We started setting up the bath. Assembled the bath, then began preparing for experiments — today is a heavy day. We’re running an experiment, built the orientation, and I see there are only a few minutes left but they gave us an incorrect radiogram with the wrong mode — “Cascade IKV” — but for working with the MKF camera with compensation at a course angle of 0-180, you need to use “Cascade X-axis” mode. I say: “Tolya, something’s not right here — the orientation doesn’t match the photography mode; it should be X-axis, but if we get it wrong, we’ll blow the entire day, waste fuel, time, equipment resources, and most importantly ruin our mood and the impression of the work.” “What does our radiogram say?” he asks. I say: “IKV mode, but we can’t go with that mode, because if the ground made an error, we’ll wreck the whole working day, even though formally it won’t be our fault. All right, I say, I’ll take responsibility. I’m switching to X-axis, understood?”
“Go ahead,” he says. I switched it, and before the comm session my heart started aching — what if I was wrong? You can’t talk your way out of it; they’ll say: “You ruined everything, there’s a radiogram, why did you interfere?” I turned on the equipment, we enter the comm zone, and I ask right away: “Which mode? IKV? Or should it be X-axis? I switched to X-axis.” “Listen, that’s right, correct, well done, thank you.” My mood soared immediately. Character is character — I can’t stand by if I have doubts.
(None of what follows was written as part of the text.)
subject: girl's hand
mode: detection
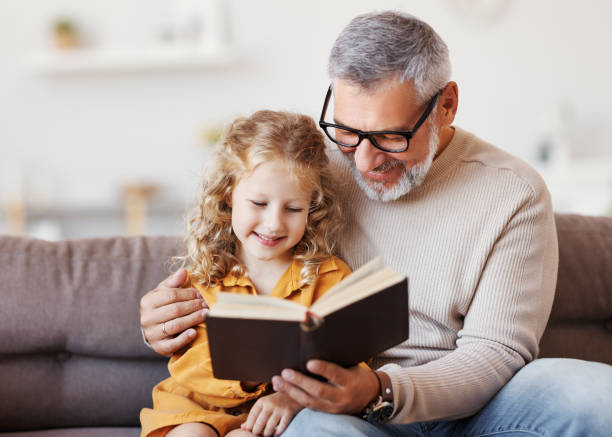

There may be a chance of being wrong, but if you’re sure, do what you think is right. We completed the work; it’s interesting. For about 4 hours today we were in orbital orientation, when the Y axis points to the center of the Earth and the station’s longitudinal X axis lies in the plane of the local horizon, directed along the velocity vector. On the floor we also have windows; you stand over them and feel the abyss beneath you and sense the flight as never before.
The Earth passes by, rotating beneath you at an angular velocity of 4 degrees per minute.